Sort by *
Publications

Publications

Gestion de fait des deniers de la commune de Saint-Ouen-sur-Seine (Seine-Saint-Denis)

COUR DES COMPTES

Par réquisitoire du 20 juin 2016, le procureur financier près la chambre régionale des comptes Île-de-France, avait saisi celle-ci d’une présomption de gestion de fait de deniers publics de la commune de Saint-Ouen-sur-Seine (immixtion dans les fonctions réservées au comptable public). L’ordonnance du 23 mars 2022 portant réforme du régime de responsabilité financière des gestionnaires publics, entrée en vigueur au 1er janvier 2023, a transféré l’instruction et le jugement de cette affaire à la Cour des comptes (chambre du contentieux).

Les faits

La commune de Saint-Ouen-sur-Seine afin d'engager une politique d'implantation d'œuvres d'art dans l'espace public, sous le nom d’« Arts dans la ville a souhaité se faire accompagner par un professionnel. La maire alors en fonctions a signé, en mai 2011, un marché public à bons de commande avec un prestataire de services pour la sélection, le financement et la réception des œuvres destinées à être implantées au sein de projets immobiliers portés par les promoteurs ayant conclu à cet effet une charte avec la collectivité. La commune, maître d'ouvrage, devait assumer l'intégralité des dépenses et mettre à la disposition du titulaire les fonds nécessaires au paiement des tiers dans les limites de l'enveloppe financière allouée au projet.

Toutefois, contrairement aux stipulations du marché, la collectivité n’a émis aucun bon de commande et le titulaire du marché a encaissé directement les fonds collectés auprès des promoteurs puis a payé directement les dépenses relatives à la réalisation des œuvres d’art.

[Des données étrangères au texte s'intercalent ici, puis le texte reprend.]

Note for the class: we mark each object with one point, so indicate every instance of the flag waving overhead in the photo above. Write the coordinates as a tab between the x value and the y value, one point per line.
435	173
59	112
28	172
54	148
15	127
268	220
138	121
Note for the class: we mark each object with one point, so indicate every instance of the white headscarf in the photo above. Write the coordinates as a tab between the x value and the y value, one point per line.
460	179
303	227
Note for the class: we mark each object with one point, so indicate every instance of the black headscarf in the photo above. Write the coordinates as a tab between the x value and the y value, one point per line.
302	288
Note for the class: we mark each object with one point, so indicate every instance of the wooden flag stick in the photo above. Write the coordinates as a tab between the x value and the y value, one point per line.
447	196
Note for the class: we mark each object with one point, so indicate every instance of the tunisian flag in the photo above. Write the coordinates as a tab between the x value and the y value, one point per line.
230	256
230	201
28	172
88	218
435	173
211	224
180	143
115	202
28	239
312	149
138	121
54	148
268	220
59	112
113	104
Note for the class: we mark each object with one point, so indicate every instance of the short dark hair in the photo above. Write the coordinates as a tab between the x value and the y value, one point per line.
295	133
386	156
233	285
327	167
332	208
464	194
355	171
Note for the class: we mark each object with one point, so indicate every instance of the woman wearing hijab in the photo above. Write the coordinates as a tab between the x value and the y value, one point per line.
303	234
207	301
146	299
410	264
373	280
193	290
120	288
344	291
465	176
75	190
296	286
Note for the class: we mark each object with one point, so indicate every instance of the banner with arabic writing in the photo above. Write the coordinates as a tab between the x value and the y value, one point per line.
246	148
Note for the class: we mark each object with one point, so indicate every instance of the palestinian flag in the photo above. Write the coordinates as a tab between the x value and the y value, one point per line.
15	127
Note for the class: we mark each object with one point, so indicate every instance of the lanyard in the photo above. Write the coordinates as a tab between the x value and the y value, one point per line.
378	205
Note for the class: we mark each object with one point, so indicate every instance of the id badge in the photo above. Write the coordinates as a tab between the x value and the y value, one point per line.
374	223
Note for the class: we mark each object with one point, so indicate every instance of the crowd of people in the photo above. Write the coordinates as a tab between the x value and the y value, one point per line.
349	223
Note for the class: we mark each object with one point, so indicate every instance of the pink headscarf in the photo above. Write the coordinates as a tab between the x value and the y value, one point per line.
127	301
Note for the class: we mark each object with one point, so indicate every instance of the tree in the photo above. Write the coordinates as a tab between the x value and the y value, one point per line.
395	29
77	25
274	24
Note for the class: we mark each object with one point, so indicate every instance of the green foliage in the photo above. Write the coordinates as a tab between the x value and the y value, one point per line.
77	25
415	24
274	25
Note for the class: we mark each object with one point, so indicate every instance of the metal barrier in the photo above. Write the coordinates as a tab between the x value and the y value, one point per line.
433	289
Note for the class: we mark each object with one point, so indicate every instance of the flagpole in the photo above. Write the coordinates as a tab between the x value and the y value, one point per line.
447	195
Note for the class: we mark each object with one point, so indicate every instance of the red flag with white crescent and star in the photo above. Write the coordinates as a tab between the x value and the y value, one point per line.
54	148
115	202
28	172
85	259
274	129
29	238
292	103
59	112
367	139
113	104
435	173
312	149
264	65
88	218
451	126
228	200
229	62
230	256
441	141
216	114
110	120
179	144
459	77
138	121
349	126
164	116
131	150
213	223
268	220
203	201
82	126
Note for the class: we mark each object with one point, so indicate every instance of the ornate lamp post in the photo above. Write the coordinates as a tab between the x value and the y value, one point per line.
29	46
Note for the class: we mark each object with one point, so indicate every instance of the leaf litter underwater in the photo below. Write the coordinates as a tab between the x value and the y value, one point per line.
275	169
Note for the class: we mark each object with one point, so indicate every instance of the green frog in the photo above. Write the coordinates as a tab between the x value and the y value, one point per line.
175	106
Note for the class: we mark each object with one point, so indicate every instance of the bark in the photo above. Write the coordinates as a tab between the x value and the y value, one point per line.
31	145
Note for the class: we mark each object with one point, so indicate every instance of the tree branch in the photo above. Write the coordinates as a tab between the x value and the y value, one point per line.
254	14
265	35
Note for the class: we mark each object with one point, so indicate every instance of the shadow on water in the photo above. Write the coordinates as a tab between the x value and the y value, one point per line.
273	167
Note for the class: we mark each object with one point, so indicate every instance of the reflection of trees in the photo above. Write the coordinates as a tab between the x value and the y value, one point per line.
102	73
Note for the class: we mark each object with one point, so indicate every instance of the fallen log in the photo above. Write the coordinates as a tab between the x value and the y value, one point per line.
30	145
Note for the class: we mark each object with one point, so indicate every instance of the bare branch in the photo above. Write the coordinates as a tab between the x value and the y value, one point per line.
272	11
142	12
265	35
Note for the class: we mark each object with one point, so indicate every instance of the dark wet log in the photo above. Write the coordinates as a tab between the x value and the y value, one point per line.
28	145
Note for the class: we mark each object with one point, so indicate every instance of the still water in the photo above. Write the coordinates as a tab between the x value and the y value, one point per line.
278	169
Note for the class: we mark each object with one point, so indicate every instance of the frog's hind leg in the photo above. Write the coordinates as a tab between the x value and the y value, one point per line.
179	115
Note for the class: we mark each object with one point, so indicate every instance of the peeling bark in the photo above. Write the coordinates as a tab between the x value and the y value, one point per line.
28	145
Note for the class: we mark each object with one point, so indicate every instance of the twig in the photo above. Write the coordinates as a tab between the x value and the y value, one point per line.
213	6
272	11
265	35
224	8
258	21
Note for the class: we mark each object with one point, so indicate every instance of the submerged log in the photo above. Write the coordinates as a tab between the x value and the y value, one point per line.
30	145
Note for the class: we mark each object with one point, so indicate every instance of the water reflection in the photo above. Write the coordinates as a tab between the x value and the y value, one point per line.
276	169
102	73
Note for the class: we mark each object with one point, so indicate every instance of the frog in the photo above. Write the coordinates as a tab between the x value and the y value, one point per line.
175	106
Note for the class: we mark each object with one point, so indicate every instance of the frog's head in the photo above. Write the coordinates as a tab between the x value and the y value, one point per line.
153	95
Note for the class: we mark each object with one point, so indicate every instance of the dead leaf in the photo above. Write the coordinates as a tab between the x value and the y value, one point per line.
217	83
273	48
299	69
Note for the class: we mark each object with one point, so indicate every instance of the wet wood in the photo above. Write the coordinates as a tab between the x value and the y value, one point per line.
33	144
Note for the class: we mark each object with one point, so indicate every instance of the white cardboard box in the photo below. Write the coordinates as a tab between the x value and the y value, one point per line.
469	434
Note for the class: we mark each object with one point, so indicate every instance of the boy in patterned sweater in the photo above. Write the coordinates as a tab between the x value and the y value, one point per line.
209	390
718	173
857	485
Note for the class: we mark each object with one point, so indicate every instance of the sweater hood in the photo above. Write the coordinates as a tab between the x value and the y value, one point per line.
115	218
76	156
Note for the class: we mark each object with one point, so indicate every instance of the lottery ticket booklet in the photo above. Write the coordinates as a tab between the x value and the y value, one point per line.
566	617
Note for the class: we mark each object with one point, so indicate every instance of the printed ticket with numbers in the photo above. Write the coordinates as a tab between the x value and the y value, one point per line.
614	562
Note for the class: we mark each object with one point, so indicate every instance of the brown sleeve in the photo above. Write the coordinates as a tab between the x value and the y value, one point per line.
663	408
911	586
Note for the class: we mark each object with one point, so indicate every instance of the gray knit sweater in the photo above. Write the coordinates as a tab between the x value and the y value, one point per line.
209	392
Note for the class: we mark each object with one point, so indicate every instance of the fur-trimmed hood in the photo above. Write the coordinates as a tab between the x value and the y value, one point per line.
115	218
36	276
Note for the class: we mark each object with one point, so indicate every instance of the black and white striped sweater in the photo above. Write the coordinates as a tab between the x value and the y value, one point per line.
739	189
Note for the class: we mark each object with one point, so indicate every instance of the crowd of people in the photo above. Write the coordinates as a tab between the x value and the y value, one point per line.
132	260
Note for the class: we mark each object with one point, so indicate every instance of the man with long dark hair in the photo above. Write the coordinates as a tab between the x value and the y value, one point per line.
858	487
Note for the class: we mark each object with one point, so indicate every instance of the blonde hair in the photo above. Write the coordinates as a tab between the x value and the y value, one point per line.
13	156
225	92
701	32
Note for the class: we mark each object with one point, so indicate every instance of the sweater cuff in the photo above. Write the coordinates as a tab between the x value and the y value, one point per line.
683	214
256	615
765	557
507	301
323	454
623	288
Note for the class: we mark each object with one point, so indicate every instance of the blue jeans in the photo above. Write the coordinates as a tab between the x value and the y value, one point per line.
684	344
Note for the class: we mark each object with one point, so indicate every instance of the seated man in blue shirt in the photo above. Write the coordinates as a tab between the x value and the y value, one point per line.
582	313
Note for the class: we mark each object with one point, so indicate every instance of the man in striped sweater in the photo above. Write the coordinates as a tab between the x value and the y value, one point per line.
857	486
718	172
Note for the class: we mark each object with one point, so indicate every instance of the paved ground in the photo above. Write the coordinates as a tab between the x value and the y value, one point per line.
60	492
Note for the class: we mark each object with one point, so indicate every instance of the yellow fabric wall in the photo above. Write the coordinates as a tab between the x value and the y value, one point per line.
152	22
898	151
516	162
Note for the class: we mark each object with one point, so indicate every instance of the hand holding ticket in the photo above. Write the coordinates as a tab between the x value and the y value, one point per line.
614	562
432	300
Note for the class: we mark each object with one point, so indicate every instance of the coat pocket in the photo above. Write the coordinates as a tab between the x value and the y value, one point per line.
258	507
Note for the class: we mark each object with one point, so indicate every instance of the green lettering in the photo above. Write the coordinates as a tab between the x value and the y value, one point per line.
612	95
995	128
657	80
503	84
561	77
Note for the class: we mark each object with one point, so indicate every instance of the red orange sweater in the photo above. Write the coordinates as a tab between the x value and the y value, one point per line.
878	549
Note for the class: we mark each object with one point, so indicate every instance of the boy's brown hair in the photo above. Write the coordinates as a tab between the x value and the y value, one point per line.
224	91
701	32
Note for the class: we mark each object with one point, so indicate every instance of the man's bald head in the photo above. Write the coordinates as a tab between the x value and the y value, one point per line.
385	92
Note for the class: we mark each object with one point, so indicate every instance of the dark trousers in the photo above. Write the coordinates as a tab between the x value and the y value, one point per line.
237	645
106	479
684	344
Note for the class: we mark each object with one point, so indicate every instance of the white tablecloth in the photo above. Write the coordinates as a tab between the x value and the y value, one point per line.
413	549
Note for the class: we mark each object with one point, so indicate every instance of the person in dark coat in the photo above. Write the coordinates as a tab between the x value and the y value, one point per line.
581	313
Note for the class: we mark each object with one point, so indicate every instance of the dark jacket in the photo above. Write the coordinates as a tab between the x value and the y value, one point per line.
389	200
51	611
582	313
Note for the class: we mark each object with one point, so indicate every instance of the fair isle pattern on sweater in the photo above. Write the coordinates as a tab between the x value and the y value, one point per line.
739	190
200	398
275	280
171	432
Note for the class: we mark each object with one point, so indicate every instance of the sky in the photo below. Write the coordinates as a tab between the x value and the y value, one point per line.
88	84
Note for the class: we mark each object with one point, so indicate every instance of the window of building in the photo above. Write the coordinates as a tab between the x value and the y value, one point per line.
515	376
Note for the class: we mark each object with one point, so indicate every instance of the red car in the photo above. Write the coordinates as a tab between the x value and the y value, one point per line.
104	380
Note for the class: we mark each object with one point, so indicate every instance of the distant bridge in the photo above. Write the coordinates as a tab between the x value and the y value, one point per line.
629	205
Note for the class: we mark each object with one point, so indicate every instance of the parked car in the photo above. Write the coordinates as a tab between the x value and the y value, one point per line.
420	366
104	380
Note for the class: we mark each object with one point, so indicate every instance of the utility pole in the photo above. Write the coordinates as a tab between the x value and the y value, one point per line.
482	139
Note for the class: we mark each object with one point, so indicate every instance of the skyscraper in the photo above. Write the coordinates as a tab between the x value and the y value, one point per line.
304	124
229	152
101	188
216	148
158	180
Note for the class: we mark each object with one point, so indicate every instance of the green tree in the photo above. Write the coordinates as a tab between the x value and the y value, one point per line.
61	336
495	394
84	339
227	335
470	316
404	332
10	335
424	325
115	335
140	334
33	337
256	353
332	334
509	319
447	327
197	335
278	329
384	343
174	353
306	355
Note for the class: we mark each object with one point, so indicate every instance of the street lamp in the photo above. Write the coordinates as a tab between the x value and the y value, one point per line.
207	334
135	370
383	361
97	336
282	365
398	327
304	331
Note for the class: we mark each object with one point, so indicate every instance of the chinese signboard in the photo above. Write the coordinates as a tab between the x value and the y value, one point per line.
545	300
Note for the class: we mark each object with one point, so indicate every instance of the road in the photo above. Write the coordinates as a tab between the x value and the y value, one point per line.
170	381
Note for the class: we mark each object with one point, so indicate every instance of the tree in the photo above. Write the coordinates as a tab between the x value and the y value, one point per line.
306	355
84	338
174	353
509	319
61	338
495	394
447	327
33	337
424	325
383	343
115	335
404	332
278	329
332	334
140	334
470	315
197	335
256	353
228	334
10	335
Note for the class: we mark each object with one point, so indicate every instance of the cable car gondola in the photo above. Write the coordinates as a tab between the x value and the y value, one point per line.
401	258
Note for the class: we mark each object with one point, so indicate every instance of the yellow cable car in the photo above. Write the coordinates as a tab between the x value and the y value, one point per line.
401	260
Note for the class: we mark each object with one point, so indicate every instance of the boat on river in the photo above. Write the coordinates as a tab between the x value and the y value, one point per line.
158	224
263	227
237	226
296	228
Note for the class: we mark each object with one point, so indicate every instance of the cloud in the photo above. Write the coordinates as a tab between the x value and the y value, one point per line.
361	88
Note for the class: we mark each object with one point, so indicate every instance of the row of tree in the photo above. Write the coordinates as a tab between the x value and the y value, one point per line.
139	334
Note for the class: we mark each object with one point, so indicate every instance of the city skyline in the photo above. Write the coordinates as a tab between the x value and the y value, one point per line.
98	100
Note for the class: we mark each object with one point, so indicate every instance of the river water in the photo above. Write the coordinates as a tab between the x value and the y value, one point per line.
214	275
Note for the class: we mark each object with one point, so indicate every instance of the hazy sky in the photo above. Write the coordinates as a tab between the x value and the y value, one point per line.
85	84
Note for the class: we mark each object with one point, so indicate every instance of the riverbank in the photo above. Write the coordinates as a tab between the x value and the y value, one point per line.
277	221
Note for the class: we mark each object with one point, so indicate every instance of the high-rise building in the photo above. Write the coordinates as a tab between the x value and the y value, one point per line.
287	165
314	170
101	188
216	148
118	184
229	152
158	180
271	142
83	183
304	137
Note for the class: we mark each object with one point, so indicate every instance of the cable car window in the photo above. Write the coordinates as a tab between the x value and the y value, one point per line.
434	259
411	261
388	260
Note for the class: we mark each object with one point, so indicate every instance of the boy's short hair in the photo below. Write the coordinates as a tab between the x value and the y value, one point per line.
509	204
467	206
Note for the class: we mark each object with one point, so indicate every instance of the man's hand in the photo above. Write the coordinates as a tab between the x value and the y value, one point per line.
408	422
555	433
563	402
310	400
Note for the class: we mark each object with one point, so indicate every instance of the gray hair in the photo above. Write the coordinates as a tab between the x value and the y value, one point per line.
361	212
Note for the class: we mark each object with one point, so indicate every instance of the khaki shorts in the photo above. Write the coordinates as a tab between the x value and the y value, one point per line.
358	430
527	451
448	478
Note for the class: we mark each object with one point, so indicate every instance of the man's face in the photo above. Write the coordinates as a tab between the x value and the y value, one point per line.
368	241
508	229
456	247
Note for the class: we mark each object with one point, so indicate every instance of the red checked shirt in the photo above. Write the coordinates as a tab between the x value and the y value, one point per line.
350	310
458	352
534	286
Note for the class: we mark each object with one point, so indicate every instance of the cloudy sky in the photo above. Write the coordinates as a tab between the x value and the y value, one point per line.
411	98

En dépit de son implication importante, dont témoignent les jurys de sélection des artistes qu’elle a présidés entre mars 2013 et février 2014, la maire a toléré et laissé faire ces pratiques.

En 2015, le nouveau maire de Saint-Ouen, élu en 2014, a dénoncé ces faits, mis en demeure la société de justifier des opérations et de reverser les sommes en sa possession. Il a en outre refusé la réception par la commune de trois œuvres que la société avait commandées dans le cadre du marché.

L’arrêt de la Cour

La Cour a considéré que le marché signé en 2011 pour la mise en œuvre de la politique publique « Arts dans la ville » décidée par la collectivité conférait aux recettes et dépenses associées la nature de deniers publics, conformément à l’arrêt de la cour administrative d’appel de Versailles du 13 juin 2019.

Le maniement et la détention des deniers en recettes et en dépenses associées à la politique publique « Arts dans la ville » par la société prestataire sont contraires au monopole des fonctions de caissier et de payeur des deniers publics qui incombent au seul comptable public.

La Cour a ainsi considéré que l’immixtion dans les fonctions de comptable public était constituée. La société titulaire du marché, son dirigeant et l’ancienne maire de la commune ont été déclarés conjointement et solidairement comptables de fait des deniers de la commune de Saint-Ouen-sur-Seine à compter du 11 mai 2011, pour les opérations de recettes et de dépenses réalisées dans le cadre de ce marché ainsi que pour la poursuite des encaissements et décaissements qui en ont découlé au-delà du 11 mai 2015.

La Cour a invité les personnes déclarées comptables de fait à produire, dans le délai de trois mois à compter de la notification de l’arrêt, le compte de leur gestion en dépenses et en recettes des deniers publics de la commune de Saint-Ouen-sur-Seine, incluant la valorisation des œuvres d’art détenues.

À ce stade, la Cour n’a pas infligé de sanction aux personnes déclarées comptables de fait, conformément à la procédure en vigueur jusqu’au 31 décembre 2022, encore applicable dans cette affaire dont le premier acte de poursuite est antérieur à la réforme issue de l’ordonnance du 23 mars 2022 et entrée en vigueur au 1er janvier 2023.

Dans une seconde phase, la Cour se prononcera sur le compte produit par les gestionnaires de fait, les éventuels manquants en caisse et, le cas échéant, la sanction des responsables.